# Cabomba starts air-roots



## igor.kanshyn (Jan 14, 2010)

Hi guys,

I've added *cabomba* into my tank and after few days it started growth *air-roots* from stems. 
Look at the picture here:









Does this mean that the normal roots are bad and my plant can't use them?
I read about cabombas that were rotting from the bottom.

Should I cut these stems and plant them separately?

Thanks, Igor


----------



## Mr Fishies (Sep 21, 2007)

*Adventitious roots*

Not necessarily something you need to worry about. Pretty certain, "in the wild", these roots would eventually lead to the plant growing horizontally sending up runners to the surface and spreading across the area they're growing in.

In an aquarium, they don't look great so some people will trim them off, top and replant...but they'll be back.


----------



## igor.kanshyn (Jan 14, 2010)

I see, so these plants make air-roots all the time.
I haven't seen this on pictures with them 

Thanks for the answer.
Also I think how I can make a bush-like plant.

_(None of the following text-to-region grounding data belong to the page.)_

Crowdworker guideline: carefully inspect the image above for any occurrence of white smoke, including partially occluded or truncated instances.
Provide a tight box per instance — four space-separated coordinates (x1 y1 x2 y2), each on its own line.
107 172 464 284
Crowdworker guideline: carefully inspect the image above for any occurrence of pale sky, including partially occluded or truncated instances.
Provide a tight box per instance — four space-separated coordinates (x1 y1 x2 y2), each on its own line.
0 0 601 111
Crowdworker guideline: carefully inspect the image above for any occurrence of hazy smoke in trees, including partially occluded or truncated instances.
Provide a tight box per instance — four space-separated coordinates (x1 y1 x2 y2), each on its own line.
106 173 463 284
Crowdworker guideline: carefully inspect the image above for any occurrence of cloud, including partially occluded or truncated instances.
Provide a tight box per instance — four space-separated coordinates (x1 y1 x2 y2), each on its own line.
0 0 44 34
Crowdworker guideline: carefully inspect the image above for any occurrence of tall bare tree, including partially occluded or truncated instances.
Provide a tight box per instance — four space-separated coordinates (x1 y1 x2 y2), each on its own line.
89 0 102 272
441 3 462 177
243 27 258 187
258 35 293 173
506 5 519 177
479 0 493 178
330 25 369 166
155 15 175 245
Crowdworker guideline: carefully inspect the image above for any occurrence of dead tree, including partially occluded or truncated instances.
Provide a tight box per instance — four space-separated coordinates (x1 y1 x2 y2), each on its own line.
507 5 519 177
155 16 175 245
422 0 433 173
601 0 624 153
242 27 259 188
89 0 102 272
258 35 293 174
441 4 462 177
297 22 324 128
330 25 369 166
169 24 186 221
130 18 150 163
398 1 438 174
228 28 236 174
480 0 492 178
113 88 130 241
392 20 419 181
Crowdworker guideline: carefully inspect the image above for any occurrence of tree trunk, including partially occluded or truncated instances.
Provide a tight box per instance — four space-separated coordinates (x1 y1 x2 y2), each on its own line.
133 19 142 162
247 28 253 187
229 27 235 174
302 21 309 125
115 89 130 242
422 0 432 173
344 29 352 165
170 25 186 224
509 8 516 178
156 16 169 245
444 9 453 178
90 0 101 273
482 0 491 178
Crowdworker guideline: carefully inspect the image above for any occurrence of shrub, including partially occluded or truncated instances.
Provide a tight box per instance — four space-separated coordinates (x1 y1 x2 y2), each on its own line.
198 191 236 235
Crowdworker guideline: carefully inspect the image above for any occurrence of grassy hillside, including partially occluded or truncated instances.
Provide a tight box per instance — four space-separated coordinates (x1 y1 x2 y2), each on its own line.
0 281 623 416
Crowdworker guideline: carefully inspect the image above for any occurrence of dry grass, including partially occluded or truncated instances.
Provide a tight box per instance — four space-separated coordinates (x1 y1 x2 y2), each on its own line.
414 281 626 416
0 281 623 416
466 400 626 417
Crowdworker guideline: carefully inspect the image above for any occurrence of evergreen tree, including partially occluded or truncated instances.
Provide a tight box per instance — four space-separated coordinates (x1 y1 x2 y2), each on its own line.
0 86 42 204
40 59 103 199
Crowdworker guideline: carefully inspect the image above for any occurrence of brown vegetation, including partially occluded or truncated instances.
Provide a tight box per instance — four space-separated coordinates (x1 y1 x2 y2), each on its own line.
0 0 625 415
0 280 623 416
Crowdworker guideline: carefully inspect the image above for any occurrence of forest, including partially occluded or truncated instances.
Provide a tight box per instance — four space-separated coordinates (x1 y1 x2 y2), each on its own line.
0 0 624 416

My plant from a store has one root-system and five stems growing from it. 
How can I make a new plant growing this way?


----------



## DaFishMan (Dec 19, 2006)

Many stem plants have accessory roots to pull more nutrients from the water. No worries !

To make stem plants more bushy and spread out, do straight across haircuts with sharp scissors, replant the tops.


----------



## igor.kanshyn (Jan 14, 2010)

Thank you!


----------